Two days after John Duval was freed, two men in Oklahoma, Dennis Fritz and Ronald Williamson, are released and exonerated after twelve years for a rape and murder case that had devastated their small town of Ada, Oklahoma, in 1982. The case had gone unsolved for five years before prosecutors used bogus scientific analyses to link the two men—a junior high-school science teacher and a minor-league ball player—to hair samples found at the crime scene and on the body of the twenty-one-year-old murder victim. The men were also convicted with the help of a jailhouse informant, who received leniency in exchange for his testimony against the two men. In a bizarre twist, DNA testing done this year not only exonerated Fritz and Williamson but implicated the prosecution informant as the actual rapist and murderer. The testing was done at the urging of lawyers representing Fritz, who was serving a life sentence. Testing was opposed by prosecutors as a waste of time. Williamson got lucky—his appeals had been exhausted and, at
one point, he was five days away from execution. His sister had been called and told to make funeral arrangements.

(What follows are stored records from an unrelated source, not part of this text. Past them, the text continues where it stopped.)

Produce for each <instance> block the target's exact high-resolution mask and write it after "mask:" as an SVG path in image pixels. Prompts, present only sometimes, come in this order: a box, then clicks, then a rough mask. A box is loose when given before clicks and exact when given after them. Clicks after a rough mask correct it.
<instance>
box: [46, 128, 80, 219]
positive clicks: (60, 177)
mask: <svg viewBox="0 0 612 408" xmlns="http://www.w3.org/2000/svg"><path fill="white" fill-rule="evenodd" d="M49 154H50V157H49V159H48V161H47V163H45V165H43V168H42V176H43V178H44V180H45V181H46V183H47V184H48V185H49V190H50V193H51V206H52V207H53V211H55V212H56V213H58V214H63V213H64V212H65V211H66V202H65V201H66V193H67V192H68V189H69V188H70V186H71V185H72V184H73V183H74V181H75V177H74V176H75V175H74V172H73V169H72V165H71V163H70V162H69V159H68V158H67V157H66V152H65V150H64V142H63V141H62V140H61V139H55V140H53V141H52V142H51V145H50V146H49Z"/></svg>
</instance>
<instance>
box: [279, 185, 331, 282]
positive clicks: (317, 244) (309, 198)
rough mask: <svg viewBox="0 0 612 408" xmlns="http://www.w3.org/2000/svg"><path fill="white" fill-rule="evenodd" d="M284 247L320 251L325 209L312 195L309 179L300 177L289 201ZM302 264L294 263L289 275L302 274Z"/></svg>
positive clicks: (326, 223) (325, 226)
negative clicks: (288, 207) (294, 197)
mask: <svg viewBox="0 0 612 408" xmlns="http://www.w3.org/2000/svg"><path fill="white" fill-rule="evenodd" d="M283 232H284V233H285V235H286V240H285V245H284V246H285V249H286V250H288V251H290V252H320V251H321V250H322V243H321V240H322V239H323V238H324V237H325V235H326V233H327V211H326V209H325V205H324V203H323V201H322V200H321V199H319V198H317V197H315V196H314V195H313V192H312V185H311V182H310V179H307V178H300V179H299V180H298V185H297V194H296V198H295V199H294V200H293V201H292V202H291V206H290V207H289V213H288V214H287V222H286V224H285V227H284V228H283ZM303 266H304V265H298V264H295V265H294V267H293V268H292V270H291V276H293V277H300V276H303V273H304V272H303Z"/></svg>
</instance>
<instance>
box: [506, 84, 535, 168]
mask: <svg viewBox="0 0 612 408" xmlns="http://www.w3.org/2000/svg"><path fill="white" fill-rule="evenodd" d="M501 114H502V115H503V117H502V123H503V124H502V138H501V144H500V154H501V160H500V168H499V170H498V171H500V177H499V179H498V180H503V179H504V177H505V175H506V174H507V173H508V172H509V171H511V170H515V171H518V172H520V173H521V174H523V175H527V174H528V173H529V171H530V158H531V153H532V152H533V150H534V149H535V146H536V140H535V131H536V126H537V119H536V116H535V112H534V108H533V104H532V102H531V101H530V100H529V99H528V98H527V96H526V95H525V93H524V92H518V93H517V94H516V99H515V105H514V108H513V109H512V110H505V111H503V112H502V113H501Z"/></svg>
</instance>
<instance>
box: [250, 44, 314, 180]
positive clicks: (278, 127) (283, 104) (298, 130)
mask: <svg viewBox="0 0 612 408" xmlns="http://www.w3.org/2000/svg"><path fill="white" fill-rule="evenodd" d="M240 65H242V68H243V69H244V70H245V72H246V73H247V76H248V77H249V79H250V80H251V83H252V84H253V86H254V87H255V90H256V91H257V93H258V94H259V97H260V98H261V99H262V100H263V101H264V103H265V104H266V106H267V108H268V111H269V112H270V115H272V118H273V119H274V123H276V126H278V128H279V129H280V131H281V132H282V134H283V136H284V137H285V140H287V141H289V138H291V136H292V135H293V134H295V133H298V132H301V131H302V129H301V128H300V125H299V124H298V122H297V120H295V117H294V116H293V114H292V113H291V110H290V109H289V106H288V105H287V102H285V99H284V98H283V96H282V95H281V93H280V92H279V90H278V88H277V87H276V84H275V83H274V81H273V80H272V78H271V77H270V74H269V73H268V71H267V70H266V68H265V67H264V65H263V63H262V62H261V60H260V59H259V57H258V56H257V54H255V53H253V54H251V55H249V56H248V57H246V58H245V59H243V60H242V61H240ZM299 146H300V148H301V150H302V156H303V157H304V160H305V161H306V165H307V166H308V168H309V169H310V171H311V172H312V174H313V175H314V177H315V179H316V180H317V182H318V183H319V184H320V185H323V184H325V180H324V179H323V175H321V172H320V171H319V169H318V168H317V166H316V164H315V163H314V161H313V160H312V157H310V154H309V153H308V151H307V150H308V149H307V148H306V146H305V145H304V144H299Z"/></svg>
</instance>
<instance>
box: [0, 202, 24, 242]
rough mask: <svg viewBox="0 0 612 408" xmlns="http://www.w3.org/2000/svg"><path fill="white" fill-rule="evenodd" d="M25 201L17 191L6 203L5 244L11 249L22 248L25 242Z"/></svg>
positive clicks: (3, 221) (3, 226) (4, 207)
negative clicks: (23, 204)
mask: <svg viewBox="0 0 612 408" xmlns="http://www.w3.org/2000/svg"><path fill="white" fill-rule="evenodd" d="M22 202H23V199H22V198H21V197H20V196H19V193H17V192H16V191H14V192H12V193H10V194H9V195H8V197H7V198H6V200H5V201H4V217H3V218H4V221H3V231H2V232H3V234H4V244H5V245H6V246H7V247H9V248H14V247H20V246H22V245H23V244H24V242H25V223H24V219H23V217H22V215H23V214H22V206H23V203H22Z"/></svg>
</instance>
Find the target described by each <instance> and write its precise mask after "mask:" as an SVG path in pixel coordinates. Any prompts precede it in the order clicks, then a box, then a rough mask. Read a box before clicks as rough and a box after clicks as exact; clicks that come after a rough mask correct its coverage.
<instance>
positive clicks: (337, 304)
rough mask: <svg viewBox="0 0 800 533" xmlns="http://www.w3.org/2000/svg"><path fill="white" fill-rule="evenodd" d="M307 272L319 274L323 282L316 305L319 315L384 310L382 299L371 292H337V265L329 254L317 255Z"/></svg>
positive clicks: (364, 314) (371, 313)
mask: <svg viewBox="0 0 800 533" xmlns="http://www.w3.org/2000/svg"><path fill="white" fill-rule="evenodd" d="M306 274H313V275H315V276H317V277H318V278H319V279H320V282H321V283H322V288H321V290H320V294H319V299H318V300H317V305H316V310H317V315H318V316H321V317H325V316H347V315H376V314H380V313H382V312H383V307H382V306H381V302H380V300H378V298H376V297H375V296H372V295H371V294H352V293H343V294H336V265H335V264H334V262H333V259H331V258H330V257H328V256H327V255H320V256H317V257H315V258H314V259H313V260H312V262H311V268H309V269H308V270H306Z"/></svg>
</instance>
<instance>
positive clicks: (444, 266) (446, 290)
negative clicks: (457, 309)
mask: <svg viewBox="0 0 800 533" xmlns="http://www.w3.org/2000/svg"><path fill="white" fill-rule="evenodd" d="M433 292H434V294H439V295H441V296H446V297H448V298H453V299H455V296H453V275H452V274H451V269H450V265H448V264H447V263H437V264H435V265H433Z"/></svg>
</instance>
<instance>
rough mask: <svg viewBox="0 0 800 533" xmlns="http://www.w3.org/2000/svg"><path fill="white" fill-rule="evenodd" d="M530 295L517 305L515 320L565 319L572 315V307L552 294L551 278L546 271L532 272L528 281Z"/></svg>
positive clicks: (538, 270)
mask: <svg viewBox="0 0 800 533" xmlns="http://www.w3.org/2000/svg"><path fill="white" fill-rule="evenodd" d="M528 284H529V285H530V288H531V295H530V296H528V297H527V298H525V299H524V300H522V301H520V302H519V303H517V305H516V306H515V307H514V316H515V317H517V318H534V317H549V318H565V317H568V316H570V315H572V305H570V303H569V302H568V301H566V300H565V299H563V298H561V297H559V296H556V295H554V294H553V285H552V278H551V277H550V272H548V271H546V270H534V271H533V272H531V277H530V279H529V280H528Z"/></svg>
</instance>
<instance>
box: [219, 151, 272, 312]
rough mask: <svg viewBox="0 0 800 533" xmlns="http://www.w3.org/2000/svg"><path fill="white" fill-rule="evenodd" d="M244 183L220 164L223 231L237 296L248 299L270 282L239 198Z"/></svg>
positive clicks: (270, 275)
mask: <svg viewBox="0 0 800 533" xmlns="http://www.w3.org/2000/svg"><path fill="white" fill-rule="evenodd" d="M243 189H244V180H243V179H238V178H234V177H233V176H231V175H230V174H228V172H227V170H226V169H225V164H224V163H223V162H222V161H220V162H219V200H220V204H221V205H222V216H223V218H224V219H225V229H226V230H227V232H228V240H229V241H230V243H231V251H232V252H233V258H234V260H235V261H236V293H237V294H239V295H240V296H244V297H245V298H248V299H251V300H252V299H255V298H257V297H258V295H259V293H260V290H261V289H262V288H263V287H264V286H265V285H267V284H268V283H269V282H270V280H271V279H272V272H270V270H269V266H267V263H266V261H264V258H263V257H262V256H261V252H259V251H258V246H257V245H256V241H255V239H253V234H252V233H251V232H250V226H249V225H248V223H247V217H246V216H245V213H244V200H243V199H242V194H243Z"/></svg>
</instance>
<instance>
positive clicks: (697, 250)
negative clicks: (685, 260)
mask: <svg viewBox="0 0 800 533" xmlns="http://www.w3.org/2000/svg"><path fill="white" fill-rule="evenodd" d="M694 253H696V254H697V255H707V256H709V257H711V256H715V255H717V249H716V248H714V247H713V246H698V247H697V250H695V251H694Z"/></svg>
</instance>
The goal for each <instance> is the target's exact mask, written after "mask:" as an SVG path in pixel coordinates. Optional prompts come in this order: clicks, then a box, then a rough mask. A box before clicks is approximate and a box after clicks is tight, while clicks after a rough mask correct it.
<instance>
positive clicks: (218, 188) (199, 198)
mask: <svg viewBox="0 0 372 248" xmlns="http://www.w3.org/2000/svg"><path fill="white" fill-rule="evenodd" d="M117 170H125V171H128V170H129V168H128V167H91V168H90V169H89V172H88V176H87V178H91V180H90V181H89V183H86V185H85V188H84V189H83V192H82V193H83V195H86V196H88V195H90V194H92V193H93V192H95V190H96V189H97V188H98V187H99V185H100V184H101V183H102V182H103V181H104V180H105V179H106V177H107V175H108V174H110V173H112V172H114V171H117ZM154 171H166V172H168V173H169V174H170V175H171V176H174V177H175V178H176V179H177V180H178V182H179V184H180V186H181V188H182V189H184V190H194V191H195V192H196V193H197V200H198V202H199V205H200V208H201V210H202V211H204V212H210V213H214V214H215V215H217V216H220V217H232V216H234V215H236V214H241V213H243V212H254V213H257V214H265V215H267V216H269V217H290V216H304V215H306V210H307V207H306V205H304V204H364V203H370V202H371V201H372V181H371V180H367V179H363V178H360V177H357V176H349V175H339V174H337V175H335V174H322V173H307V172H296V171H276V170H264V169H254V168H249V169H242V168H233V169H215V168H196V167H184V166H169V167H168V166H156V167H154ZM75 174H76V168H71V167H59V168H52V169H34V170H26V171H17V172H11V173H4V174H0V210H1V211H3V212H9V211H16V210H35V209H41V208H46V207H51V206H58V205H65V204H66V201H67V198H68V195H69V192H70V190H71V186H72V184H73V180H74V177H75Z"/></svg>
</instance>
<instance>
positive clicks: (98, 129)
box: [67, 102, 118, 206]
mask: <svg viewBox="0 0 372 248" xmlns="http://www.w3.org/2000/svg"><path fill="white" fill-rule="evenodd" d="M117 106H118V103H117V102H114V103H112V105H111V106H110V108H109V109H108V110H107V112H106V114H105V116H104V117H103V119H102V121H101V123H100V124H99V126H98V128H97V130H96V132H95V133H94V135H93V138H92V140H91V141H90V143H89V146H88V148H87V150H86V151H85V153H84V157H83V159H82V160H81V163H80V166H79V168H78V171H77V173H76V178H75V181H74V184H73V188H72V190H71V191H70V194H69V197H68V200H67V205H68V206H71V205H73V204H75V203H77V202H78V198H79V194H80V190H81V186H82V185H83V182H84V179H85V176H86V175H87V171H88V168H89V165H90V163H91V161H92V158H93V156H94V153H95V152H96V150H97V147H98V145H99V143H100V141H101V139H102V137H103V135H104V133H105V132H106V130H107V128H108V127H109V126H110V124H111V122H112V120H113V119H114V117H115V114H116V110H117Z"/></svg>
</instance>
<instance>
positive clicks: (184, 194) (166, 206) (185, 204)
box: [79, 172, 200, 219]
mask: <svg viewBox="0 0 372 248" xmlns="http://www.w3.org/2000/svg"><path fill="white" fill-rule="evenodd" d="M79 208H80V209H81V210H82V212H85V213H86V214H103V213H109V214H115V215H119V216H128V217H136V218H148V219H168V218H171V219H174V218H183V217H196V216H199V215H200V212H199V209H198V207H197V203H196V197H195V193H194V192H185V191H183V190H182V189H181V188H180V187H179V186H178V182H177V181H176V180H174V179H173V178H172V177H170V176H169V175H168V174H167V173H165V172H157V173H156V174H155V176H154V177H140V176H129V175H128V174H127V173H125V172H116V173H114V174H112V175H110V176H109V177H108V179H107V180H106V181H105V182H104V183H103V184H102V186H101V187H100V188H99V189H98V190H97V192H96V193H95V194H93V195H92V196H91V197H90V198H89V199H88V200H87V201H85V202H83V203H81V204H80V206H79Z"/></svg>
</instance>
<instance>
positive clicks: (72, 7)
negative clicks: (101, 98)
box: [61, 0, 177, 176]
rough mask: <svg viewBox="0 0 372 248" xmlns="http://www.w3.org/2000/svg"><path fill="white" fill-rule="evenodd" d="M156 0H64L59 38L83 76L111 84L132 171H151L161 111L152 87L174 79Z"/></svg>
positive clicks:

On April 19, the “Citizen’s Protection Act” becomes law—legislation cosponsored by a conservative Republican congressman concerned about prosecutorial misconduct and wrongful convictions at the federal level. The act, vigorously opposed by the U.S. Justice Department, requires federal prosecutors to follow the local ethical rules in the states in which they practice—just as every other lawyer must. Justice Department officials and their legislative allies—including the powerful Judiciary Committee chairman, Senator Orrin Hatch of Utah—fought the legislation, saying the seemingly commonsense notion that prosecutors, like other lawyers, must adhere to ethical regulations, would hamstring the war on crime. They succeeded in killing many of the bill’s original provisions, but its core requirement on ethics passed as a rider to a budget bill. An unprecedented attempt to reign in prosecutorial misconduct, the law nevertheless had limited impact in that it affects only federal prosecutors. The majority of criminal prosecutions—and prosecutorial misconduct—occurs at the state and local level, where the Citizen Protection Act has no authority.